TORKUNOV: Trotz der konfessionellen Spaltungen bestehen im Bereich der humanitären multilateralen Diplomatie auf weltweiter Ebene enorme Möglichkeiten der Zusammenarbeit zwischen der katholischen Kirche und der russisch-orthodoxen Kirche. Das gemeinsame Handeln, das die beiden Kirchen in Sachen Inspiration und Ausarbeitung einer Diplomatie zu leisten bereit sind, die vom Schutz der Person, des Friedens, der Solidarität, der Rechte, der wesentlichen Güter für alle geprägt ist, kann sich als entscheidend erweisen. Eine Diplomatie also, die auf jenen Idealen und gemeinsamen Prinzipien gründet, die die christlichen Ursprünge des gesamten europäischen Kontinents darstellen, auch in jenen Aspekten, die uns im Bezug auf den Glauben als solchem als weltlich, bzw. neutral erscheinen mögen. In diesem Zusammenhang möchte ich darauf hinweisen, daß das Forum „Ad Fontes: An den Quellen der Einheit Europas. Athen, Jerusalem, Rom, Byzanz“, das wir im November an der MGIMO zusammen mit der „Vereinigung Sofia Idee Rußland Idee Europa“ abhalten werden, auf eine Idee des verstorbenen Sergej Averintsev zurückgeht; bzw. auf die Wiederbekräftigung der Idee der Person als Gründungselement der kulturellen Einheit der beiden Hemisphären Europas. Es ist in der Tat offensichtlich, welche Vorteile auf der Ebene der konkreten sozialen Organisation eine multidisziplinäre Untersuchung haben könnte, die auf die Wiederentdeckung der Quellen abzielt, die die europäische Kultur ausmachen, symbolisiert von den Städten Athen, Jerusalem, Rom und Byzanz, die dann in dem christlichen Begriff der Person ihre Synthese erreichen. Auf diese Weise die Krise kultureller Identität hinter sich zu lassen, in der Europa versunken ist, ist ein großer Beitrag für eine diplomatische Aktion, die immer mehr von der geoffenbarten Weisheit und von der menschlichen Weisheit inspiriert sein soll. Diplomatie ist eine Kunst, ebenso wie Poesie, Malerei, usw. Welche Werte, welche Prinzipien inspirieren den Meister jetzt für sein Werk? Wenn sich die Diplomatie, wie die Kunst, von den höchsten Werten des Humanismus inspirieren läßt, könnte sich dieser Schritt entscheidend auf die Lösung der großen Fragen auswirken, auf die ich vorhin angespielt habe.
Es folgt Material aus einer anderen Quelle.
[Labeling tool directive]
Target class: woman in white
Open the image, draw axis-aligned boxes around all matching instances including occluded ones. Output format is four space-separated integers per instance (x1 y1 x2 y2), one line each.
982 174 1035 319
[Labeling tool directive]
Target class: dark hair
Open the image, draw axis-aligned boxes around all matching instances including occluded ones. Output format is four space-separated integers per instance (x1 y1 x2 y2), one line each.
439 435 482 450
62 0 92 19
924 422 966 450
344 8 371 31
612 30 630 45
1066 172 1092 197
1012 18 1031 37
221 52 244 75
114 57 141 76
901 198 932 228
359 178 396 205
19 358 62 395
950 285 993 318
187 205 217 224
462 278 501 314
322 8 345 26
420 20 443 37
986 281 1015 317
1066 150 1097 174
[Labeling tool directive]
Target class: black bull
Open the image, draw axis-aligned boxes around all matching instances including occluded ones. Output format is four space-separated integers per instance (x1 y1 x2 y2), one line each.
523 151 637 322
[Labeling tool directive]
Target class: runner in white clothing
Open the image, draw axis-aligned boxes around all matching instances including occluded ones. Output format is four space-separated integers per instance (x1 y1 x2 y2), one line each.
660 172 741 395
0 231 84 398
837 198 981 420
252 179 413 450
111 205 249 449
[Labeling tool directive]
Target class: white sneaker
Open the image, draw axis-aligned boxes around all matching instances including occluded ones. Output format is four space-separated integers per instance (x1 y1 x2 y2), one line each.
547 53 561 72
Eine letzte Frage: welche Antwort geben Sie dem, der in dieser engen Zusammenarbeit zwischen Kirchen und Staaten das Wiederaufleben des alten Bandes zwischen Thron und Altar sieht?
TORKUNOV: Ich antworte darauf, daß genau das Gegenteil der Fall ist. Der Gedanke ist nicht, daß die Politik Religion, oder die Religion Politik betreibt. Es geht vielmehr darum, daß man sich gemeinsam darum bemüht, daß kein Konflikt religiös gefärbt sein darf und daß das tägliche diplomatische Bemühen auf eine Politik abzielt, die nicht hauptsächlich auf reinem Pragmatismus und Logik der Macht aufgebaut ist, sondern auf dem Dialog und dem Respekt vor der Person, eine Politik, die allen Völkern Leid und Misere erspart.